An IT expert dubbed the ‘king of ticket touts’ after making millions by selling overpriced tickets for gigs and other events has bought a £1million five-bedroom mansion with the proceeds.
Andrew Newman’s identity was unveiled when Viagogo was forced by a court order to name the biggest sellers on its books.
His new countryside home in West Lothian, bought in October last year, includes a triple car garage, a heated balcony, three acres of garden, and a stable block with a separate paddock.
Andrew Newman bought this mansion in October last year after earning millions from selling tickets on Viagogo. Image undated
The property includes this spectacular set-piece kitchen on the downstairs floor
Claire Turnham MBE, who was instrumental in campaigning for Viagogo to reveal its biggest earners, told the Daily Record: ‘Clearly there’s a lot of money to be made from fleecing people via industrial scale ticket touting.

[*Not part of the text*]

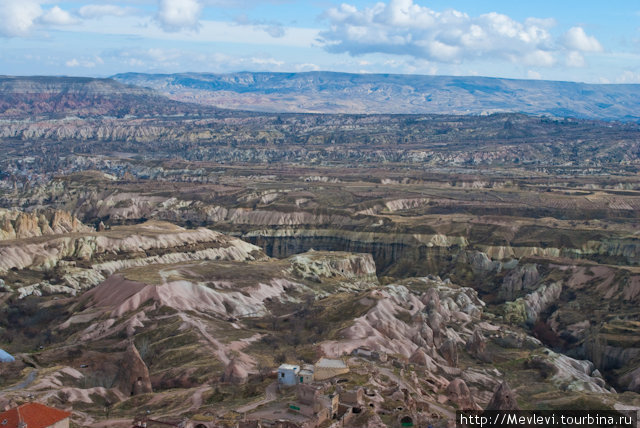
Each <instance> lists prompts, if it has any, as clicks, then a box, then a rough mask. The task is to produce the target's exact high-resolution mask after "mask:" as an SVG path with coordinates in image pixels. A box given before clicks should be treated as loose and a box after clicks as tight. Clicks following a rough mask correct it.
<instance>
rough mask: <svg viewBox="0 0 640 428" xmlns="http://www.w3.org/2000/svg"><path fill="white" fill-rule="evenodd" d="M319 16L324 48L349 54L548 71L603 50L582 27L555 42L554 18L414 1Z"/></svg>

‘To see such vast displays of wealth is galling and stomach turning to those who have suffered because of it.’
In many cases Mr Newman sold tickets for hundreds or pounds more than their original value.
Mr Newman’s fiancée, Melanie Rein, has boasted about their luxury lifestyle on Facebook.
This includes how her future husband wooed her by buying ringside tickets for WWE wrestling shows before going on a luxury break to Dubai.
Viagogo had to publish the names and address of touts who sold more than 100 tickets a year by last Friday.
Andrew Newman’s identity was unveiled when Viagogo was forced by a court order to name the biggest sellers on its books. He is seen with his fiancee, Melanie Rein
Another view of the kitchen in Mr Newman’s new home, which appears to include three ovens
Viagogo said it had already met the deadline and is ‘now compliant’.
In November, the UK Competition and Markets Authority told the Switzerland-based company it must overhaul the way it does business to protect consumers under a High Court order.
Under the order, Viagogo must also warn buyers if the tickets are subject to a ban on resale that might lead to them being turned away at the door, and publish information such as the face value of tickets and the seat number.
It must also not give misleading information about the availability and popularity of tickets, which the CMA said had the potential to lead to customers rushing into making a buying decision or making the wrong choice.
The order will also make it easier for consumers to get their money back under Viagogo’s guarantee when things go wrong and ensure that the site does not repeat historic failures to make its customers aware of the face value of tickets, the watchdog said.
One of the bathrooms inside the house, complete with a walk-in shower and a huge bathtub
The five-bedroom house includes a triple car garage, a heated balcony, three acres of garden, and a stable block with a separate paddock
CMA chief executive Andrea Coscelli said: ‘From midnight tonight, several major secondary ticketing websites, including Viagogo, must have made changes to comply with consumer protection law.
‘This follows CMA enforcement action and is an important milestone in ensuring people know what they are getting before buying from a resale site.
‘Reviews will now take place so we can be clear they are doing everything expected of them. We will not hesitate to take further action if any of the sites fail to meet their obligations.’
The CMA began enforcement action against four secondary ticketing websites last November, with three of them – Stub Hub, GETMEIN! and Seatwave – committing to change their business practices.
Viagogo said: ‘We are a marketplace and don’t buy or sell tickets. Viagago provides a platform for third party sellers to sell tickets to event goers.
‘Viagogo does not set ticket prices, sellers set their own prices, which may be above or below the original face value.
‘The tickets sold on Viagogo’s platform are genuine tickets that have been sold on by the original ticket purchaser in good faith.’